Crimea has become a hot spot in Russia’s war in Ukraine since it plays a crucial role in the plans of Ukraine’s leaders to restore their country’s territorial integrity. This discussion will provide context for a better understanding of the situation in Crimea, and insights into its military and regional security implications.
About the speakers
Ivan (John) Jaworsky is Professor Emeritus, Department of Political Science, University of Waterloo (retired in 2018). His research interests include dissent and its legacies in the Soviet Union and its successor states, regional issues and inter-ethnic relations in Ukraine, civil-military relations in Ukraine, and the politics of ethnicity in Canada. Between 2000 and 2010 he was a research associate with the “Building Democracy in Ukraine” and “Democratic Education in Ukraine” projects (Queen’s University). Beginning in 1997 and prior to 2013 Prof. Jaworsky made numerous trips to Crimea. He is the author of The Military-Strategic Significance of Recent Developments in Ukraine (1993), Ukraine: Stability and Instability (1995), and several articles. He also prepared, for publication, the memoirs of Ukraine’s first minister of defence, Kostiantyn Morozov (Above and Beyond, 2000), and of the political prisoner Danylo Shumuk (Life Sentence, 1984).

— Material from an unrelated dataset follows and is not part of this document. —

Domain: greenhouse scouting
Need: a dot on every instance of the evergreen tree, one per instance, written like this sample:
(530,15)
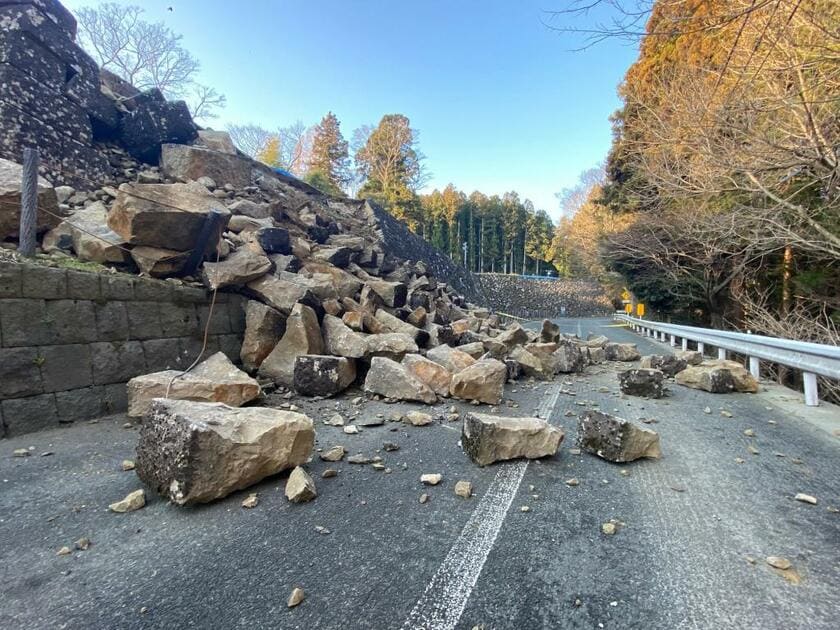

Alexander Lanoszka is Associate Professor in the Department of Political Science and the Balsillie School of International Affairs at the University of Waterloo. He is also Associate Fellow at the UK-based Council on Geostrategy, Senior Fellow at the Ottawa-based Macdonald-Laurier Institute, and a visiting professor at the College of Europe in Natolin, Poland. His research addresses alliance politics and military strategy, with a focus on East Central Europe. He has published in leading peer-reviewed journals such as International Security, International Affairs, and Security Studies. He has also co-written policy monographs on Baltic security and Taiwanese defence strategy. His books include Atomic Assurance: The Alliance Politics of Nuclear Proliferation (Cornell, 2018) and Military Alliances in the Twenty-First Century (Polity, 2022). He received his PhD from Princeton University.
Moderated by Ann Fitz-Gerald, Director, Balsillie School.